In an effort to recognize more minority veterans like Karpeles, Sen. Chris Van Hollen (D-Md.) worked to include the World War I Valor Medals Review Act (HR 2249) in the annual defense budget (National Defense Authorization Act). The Valor Medals Review Act would reconsider African American, Asian American, Hispanic American, Native American, and Jewish American WWI veterans for Medals of Honor for their actions between April 1917 and Nov. 1918. This was brought to the attention of Van Hollen by the Valor Medals Review Task Force, and by the case of William Butler, an African American WWI veteran, according to Van Hollen’s press secretary Francesca Amodeo. A petition was raised in 2015 to award Butler the Medal of Honor for his efforts to distract German soldiers as they attempted to capture Americans. He was so tenacious that the Germans recorded Butler as numerous persons, according to Park University President and historian Greg Gunderson.
Retired Col.
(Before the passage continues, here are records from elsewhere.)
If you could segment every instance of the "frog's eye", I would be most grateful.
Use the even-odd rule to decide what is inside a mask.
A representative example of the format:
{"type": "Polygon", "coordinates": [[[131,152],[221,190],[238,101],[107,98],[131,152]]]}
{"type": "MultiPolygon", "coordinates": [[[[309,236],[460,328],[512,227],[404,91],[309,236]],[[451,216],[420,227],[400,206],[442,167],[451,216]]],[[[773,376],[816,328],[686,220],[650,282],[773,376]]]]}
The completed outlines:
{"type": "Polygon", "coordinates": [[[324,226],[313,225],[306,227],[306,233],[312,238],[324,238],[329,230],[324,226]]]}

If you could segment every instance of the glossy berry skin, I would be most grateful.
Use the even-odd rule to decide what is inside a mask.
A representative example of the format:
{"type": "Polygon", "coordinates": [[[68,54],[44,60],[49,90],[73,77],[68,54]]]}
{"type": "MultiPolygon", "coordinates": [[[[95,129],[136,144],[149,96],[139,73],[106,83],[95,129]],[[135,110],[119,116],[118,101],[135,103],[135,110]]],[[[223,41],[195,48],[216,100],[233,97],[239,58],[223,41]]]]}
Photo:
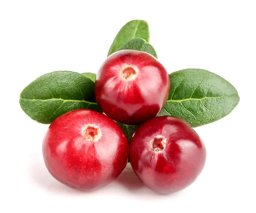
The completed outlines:
{"type": "Polygon", "coordinates": [[[88,109],[71,111],[50,125],[43,143],[46,167],[57,180],[90,190],[114,180],[125,167],[127,139],[113,120],[88,109]]]}
{"type": "Polygon", "coordinates": [[[202,171],[206,152],[202,140],[185,121],[157,117],[140,126],[130,144],[135,173],[152,190],[168,194],[191,184],[202,171]]]}
{"type": "Polygon", "coordinates": [[[137,50],[121,50],[109,56],[95,82],[95,96],[102,110],[113,120],[130,125],[155,116],[169,90],[170,78],[163,65],[137,50]]]}

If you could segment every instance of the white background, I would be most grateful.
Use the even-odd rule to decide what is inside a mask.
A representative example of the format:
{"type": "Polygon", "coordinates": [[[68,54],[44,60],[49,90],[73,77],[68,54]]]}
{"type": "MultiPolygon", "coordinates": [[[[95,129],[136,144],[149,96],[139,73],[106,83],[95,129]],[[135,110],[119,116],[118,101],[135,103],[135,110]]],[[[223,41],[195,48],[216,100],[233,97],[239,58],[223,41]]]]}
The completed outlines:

Erwin Burtnick, commander dept. of Jewish War Veterans Maryland, believes that qualifications will be difficult to prove. Some veterans, for example, did not put their actual religion on the military documents, he said.
Burtnick is responsible for the recognition of William Shemin, the 17th Jewish Medal of Honor recipient. Shemin was a 19-year-old WWI seargant who crossed 150 yards in broad daylight under fire to rescue someone, and then a second, and third person. He then led the platoon to safety. It took five challenging years for Burtnick to win Shemin the Medal of Honor.
“In the case of Shemin, his family were pack rats. They kept everything available,” said Burtnick, but Burtnick still ran into difficulties.
The review would consider veterans who received the Croix de Guerre, a French medal. It will also take into account whether the veteran was recommended to receive the Medal of Honor, or if they received the service cross.
“There are many Jewish veterans who shy away from the spotlight, and we should make sure their bravery is recognized and that they are thanked,” said Rabbi Chesky Tenenbaum, director of Jewish Uniformed Service Association MD (JUSA).